Миссис Причард окликнула мужа:
– Элиот, ты решил посидеть у дамы на коленях?
Тут даже Хуан рассмеялся. Рассмеялись все. И вдруг люди в автобусе перестали быть чужими. Произошла какая то химическая реакция. Норма хохотала истерически. Все напряжение утра разрядилось в этом хохоте. Мистер Причард сказал:
– Должен заметить, вы вели себя мужественно. Я шел сюда не затем, чтобы сидеть у вас на коленях. Я хотел обменяться несколькими словами с этим джентльменом. Дружок, – сказал он Прыщу, – ты не мог бы пересесть на минуту? Мне надо обсудить одно дело с мистером… я, по моему, не знаю вашей фамилии?
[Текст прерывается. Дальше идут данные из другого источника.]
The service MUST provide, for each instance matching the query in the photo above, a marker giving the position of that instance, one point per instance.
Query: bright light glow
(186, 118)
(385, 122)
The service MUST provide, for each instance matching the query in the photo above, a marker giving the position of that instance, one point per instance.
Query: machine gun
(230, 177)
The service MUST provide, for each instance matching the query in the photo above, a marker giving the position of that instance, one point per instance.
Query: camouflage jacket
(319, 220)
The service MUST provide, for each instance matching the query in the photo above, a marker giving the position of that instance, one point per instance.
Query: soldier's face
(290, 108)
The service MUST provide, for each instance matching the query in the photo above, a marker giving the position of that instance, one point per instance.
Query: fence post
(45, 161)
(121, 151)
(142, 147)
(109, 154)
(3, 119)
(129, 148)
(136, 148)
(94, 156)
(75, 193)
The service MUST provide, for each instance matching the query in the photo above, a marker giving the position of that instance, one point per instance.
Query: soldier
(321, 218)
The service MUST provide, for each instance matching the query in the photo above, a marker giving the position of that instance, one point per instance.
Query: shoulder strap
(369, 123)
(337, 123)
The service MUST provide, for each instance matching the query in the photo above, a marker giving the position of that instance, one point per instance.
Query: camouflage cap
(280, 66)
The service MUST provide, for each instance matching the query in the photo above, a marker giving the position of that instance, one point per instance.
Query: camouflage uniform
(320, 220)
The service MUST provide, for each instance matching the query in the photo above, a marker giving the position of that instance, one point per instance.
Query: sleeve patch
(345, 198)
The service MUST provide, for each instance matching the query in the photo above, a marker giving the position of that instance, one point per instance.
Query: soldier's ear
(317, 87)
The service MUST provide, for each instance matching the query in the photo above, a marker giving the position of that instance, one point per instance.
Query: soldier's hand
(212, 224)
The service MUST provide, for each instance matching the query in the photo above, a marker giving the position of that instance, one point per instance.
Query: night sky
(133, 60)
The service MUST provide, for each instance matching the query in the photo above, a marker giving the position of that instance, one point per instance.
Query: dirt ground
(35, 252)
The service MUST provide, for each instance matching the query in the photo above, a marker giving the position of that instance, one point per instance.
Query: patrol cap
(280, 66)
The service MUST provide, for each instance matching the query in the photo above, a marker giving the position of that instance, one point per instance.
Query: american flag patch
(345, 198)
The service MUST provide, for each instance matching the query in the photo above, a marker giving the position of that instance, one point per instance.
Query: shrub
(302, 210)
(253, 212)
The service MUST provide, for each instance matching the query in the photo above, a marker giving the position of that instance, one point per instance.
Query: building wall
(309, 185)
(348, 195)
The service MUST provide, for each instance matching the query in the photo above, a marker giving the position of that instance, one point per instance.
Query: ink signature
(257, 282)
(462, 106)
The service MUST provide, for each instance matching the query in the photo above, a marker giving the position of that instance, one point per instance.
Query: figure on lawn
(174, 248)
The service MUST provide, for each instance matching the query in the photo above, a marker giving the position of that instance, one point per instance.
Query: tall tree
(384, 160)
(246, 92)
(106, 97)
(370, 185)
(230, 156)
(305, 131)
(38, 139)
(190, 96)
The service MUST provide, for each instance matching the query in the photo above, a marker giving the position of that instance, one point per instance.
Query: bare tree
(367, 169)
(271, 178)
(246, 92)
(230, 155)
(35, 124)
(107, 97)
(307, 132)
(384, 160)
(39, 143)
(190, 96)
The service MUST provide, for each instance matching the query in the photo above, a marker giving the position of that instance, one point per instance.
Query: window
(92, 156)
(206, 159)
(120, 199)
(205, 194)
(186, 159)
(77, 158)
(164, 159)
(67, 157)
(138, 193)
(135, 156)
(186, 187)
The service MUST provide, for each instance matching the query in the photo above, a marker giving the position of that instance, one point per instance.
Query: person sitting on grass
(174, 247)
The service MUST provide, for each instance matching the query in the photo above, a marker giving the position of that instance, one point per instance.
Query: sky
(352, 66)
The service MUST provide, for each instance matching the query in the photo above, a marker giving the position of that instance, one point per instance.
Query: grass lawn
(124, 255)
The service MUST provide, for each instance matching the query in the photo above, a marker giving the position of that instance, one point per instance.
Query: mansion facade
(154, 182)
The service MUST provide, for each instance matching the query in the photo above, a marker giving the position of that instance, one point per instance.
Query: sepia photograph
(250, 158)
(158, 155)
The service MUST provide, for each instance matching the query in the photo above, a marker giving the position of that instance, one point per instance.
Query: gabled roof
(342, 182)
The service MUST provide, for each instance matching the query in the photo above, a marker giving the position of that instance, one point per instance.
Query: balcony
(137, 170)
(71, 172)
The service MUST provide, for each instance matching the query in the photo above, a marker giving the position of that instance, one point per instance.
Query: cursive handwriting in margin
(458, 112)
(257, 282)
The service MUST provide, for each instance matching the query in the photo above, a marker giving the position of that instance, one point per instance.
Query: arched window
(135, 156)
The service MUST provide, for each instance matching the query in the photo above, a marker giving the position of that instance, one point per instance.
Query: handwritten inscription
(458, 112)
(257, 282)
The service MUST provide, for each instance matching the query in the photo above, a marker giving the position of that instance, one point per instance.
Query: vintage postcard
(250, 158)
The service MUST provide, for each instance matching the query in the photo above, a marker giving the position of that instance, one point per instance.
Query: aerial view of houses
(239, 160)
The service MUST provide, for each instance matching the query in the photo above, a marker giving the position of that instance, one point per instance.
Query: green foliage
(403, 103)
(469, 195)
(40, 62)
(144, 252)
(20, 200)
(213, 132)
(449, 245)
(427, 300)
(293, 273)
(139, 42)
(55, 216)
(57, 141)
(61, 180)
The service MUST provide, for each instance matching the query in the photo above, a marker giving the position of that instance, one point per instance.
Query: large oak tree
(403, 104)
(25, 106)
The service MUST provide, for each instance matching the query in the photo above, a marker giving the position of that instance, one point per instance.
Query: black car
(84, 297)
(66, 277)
– Хортон, – сказал Эрнест, – Эрнест Хортон.
Мистер Причард владел самыми разными приемами обращения с людьми. Он никогда не забывал имя человека более богатого или влиятельного, чем он, и никогда не знал имени человека менее влиятельного. Он обнаружил, что, вынудив человека назваться, ты ставишь его в невыигрышное положение. Когда человек называет себя, он чувствует себя несколько оголенным и незащищенным.
Камилла смотрела на порванную юбку и тихо разговаривала с Нормой.
– Мне всегда хотелось жить на холме, – говорила она. – Я люблю холмы. Люблю гулять по холмам.
– Все это очень хорошо, когда ты богатая и знаменитая, – решительно сказала Норма. – Я знаю людей в кино: чуть выдастся свободный час – и, представляете, идут охотиться или удить рыбу, наденут старье и курят трубку.
Норма раскрывалась перед Камиллой. Никогда в жизни она не ощущала такой приподнятости и свободы. Она могла говорить все, что заблагорассудится. Она тихонько посмеивалась.
– Куда приятней носить старые грязные платья, если у тебя полон шкаф красивых, чистых, новых, – сказала она. – А у меня только старые и есть, и они мне до смерти надоели. – Норма взглянула на Камиллу – как она отнесется к такой откровенности. Та кивнула.
– Верно говоришь, детка. – Что-то очень сильное и родственное все больше сближало их. Мистер Причард пытался подслушать их разговор, но не мог.
Вода, бежавшая в долину, наполнила кюветы до краев. Тяжелые тучи накапливались для новой атаки.
– Дождь собирается, – радостно предупредил Ван Брант.
Хуан закряхтел.
– У меня шурина лошадь копытом убила, – буркнул он.
– Значит, совсем бестолковый, – сказал Ван Брант. – Если лошадь человека лягнула, чаще всего сам виноват.
– Сам или не сам, а убила, – сказал Хуан и умолк.
Вершина подъема была уже близко, и виражи делались все круче и круче.
– Мне показался очень интересным наш короткий утренний разговор, мистер Хортон. Приятно поговорить с человеком, у которого есть хватка и сметка. Я постоянно присматриваю таких людей для моей компании.
– Благодарю, – сказал Эрнест.
– Как раз сейчас у нас много хлопот с этими демобилизованными, – сказал мистер Причард. – Понимаете, хорошие люди. И я считаю, что для них должно быть сделано все-все. Но они отстали от жизни. Устарели. А в нашем деле надо все время идти в ногу. Кто шел в ногу, стоит двоих, которые, так сказать, выбрались из мясорубки. – Он посмотрел на Эрнеста, ожидая одобрения. Но вместо этого увидел в глазах Эрнеста какую-то колючую насмешку.